Woodrow Wilson was born in the waning days of 1856 in Staunton, Virginia to a Presbyterian minister father. The actual date of Wilson’s birthday has been clouded in controversy. Click here to read my earlier blog posting on this issue.
From Pierce to Coolidge: When Thomas Woodrow Wilson (for that was his official name) arrived on December 29, 1856, Franklin Pierce was in the final months of his nondescript one-term presidency. James Buchanan had been elected president just weeks earlier on November 4, 1856. By the time Wilson passed away in 1924, he had lived through the administrations of 16 (or more than half) of the nation’s presidents. On the day of his birth, however, the baby Tommy was oblivious to who was president and to the rising tensions that were threatening to split the North and the South.

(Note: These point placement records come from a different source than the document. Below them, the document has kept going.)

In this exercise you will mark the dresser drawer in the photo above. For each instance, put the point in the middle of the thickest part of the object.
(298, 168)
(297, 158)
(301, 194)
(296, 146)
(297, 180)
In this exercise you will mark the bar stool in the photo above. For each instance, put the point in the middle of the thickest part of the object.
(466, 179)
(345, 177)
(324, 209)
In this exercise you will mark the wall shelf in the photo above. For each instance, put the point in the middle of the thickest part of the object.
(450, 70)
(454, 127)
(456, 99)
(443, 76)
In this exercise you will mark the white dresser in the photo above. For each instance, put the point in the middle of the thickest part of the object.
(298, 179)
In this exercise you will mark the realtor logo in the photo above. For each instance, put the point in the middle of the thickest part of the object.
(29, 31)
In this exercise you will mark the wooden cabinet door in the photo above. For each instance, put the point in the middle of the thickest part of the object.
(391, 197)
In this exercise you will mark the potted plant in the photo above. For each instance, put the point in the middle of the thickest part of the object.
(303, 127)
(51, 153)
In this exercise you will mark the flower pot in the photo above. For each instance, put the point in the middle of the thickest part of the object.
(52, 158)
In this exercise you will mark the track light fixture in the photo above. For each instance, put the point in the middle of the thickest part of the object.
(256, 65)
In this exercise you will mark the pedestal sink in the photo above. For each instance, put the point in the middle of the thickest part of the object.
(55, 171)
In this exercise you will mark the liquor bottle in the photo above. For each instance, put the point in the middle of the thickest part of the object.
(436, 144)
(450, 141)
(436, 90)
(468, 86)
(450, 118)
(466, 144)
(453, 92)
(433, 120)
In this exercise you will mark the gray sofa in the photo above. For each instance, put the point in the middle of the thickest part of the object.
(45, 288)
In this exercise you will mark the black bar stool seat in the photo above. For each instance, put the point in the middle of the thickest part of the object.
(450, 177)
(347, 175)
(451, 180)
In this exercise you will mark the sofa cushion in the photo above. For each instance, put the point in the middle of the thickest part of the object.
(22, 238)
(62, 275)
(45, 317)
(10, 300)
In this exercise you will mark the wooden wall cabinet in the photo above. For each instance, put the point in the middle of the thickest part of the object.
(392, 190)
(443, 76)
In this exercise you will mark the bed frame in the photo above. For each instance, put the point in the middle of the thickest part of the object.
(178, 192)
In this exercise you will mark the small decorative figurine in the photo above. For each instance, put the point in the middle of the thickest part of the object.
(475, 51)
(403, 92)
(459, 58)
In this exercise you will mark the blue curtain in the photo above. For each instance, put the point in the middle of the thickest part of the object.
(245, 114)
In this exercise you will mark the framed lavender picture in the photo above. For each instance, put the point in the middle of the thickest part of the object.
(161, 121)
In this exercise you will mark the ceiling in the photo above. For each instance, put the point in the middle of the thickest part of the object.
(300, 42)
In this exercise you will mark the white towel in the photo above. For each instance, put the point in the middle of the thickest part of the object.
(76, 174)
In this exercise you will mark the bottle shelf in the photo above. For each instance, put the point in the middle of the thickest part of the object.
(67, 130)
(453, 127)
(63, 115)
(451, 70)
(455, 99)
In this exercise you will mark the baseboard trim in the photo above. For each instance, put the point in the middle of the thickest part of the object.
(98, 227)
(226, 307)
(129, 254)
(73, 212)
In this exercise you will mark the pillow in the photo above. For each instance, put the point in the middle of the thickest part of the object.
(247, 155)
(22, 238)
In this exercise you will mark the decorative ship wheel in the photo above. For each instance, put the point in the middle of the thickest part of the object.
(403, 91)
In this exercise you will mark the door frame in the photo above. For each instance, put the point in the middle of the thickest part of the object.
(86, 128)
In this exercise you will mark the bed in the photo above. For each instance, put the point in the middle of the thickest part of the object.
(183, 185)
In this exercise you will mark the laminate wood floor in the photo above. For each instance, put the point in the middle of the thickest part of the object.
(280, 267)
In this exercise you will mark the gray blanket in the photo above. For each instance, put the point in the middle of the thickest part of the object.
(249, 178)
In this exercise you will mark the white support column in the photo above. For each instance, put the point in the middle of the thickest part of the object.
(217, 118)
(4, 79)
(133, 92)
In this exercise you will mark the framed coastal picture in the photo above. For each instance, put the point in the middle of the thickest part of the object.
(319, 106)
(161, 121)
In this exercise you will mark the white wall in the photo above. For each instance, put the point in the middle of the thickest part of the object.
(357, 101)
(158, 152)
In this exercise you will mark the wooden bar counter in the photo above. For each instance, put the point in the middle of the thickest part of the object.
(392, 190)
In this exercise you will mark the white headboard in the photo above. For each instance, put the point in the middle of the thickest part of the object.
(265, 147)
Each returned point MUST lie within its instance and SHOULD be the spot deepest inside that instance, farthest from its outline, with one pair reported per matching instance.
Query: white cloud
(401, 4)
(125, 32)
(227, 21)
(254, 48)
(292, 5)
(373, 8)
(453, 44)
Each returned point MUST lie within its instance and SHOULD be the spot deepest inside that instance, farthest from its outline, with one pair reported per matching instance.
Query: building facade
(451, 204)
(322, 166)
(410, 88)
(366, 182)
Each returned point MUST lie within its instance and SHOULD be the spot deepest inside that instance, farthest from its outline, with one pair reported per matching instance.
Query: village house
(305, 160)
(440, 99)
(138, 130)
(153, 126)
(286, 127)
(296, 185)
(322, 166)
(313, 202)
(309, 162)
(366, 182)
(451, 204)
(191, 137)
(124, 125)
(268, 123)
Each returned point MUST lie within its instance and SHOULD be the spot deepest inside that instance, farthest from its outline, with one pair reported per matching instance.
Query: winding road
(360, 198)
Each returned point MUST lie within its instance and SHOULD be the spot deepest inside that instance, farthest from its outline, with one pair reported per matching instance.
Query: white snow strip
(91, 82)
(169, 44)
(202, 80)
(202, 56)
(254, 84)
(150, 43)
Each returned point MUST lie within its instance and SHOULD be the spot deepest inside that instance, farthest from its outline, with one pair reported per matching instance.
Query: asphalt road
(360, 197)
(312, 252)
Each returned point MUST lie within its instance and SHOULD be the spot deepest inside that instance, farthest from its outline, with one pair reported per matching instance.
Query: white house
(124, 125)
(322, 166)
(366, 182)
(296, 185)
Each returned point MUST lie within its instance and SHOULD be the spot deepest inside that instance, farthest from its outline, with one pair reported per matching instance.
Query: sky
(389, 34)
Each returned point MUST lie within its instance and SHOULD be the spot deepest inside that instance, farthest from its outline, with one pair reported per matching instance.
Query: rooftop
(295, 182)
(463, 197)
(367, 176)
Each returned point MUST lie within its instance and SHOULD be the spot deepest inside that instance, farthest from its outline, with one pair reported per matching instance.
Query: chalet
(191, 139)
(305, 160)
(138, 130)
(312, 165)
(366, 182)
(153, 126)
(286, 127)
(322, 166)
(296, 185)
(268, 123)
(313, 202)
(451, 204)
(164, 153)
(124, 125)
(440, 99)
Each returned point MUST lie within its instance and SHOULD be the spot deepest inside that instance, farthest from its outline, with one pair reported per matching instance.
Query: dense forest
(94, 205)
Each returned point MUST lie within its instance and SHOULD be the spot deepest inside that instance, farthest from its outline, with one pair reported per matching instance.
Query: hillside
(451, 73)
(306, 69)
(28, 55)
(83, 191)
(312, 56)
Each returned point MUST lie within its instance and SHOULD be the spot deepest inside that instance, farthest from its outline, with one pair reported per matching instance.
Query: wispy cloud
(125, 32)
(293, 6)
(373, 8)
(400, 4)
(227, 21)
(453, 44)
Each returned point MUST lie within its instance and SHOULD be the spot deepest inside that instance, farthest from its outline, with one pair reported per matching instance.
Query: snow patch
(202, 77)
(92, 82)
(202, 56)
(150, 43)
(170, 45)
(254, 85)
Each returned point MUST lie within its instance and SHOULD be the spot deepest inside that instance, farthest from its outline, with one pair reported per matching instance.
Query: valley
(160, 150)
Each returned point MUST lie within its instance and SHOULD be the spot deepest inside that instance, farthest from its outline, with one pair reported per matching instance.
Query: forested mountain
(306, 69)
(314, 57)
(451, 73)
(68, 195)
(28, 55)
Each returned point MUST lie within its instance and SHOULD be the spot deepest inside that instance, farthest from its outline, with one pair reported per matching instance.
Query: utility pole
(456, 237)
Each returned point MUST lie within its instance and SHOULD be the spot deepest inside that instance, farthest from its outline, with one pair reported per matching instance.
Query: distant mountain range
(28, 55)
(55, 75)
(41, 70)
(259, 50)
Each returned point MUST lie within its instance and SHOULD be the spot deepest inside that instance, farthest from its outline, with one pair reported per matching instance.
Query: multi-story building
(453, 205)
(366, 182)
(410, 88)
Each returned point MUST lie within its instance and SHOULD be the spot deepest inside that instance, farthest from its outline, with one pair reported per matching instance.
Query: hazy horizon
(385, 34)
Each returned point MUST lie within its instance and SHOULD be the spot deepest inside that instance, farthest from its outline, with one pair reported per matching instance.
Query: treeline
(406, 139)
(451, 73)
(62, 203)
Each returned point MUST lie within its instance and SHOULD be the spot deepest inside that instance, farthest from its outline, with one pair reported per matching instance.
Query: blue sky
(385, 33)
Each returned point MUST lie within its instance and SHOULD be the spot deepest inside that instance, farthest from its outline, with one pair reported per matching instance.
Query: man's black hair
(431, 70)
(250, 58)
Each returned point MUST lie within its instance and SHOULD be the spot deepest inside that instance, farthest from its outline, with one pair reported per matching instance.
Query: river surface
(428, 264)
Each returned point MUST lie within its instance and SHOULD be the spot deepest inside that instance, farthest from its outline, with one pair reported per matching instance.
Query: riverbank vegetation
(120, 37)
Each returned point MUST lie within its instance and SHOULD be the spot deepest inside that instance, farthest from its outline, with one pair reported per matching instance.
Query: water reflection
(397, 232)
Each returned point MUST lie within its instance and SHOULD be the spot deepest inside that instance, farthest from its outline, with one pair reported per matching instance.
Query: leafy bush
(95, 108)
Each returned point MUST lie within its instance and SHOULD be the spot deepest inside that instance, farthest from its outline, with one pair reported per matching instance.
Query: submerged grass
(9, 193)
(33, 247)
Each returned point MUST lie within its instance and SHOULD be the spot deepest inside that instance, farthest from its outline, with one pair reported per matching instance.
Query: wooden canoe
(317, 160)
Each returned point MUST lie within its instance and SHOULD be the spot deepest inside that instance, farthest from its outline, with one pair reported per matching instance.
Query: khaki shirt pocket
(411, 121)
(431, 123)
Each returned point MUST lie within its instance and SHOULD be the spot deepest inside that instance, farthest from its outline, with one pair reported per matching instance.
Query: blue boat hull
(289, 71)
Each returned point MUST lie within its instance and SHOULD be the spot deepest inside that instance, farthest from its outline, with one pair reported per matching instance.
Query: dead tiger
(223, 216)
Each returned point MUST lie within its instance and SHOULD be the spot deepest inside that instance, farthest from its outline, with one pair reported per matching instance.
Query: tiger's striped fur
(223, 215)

Family moves to Georgia: But almost four years later, just weeks before his fourth birthday, and after the Wilson family had moved from Virginia to the deep south where his father became a minister at a church in Augusta, Georgia, Wilson’s earliest memory of his life was imprinted on his conscientiousness.
Lincoln’s election: On November 6, 1860, an unlikely former one-term congressman from Illinois, Abraham Lincoln, was elected president. It was probably just days after that historic election that the now almost four-year-old Wilson found himself standing at the gate of the family’s house in Augusta, the church manse provided to the family while Wilson’s father ministered to the congregation.
Wilson’s earliest memory: Wilson later recalled his earliest memory in life. He remembered “hearing some one pass and say that Mr. Lincoln was elected and there was to be war. Catching the intense tones of his excited voice, I remember running in to ask my father what it meant.” We don’t know how his father explained war to Tommy or what further impact that had on him.
Wilson became a war president: Little could anyone have foreseen that the toddler hearing of the beginning rumblings of the Civil War, would grow up to be president and preside over another war as the United States was sucked into The Great War in 1917 – what we now know as World War I.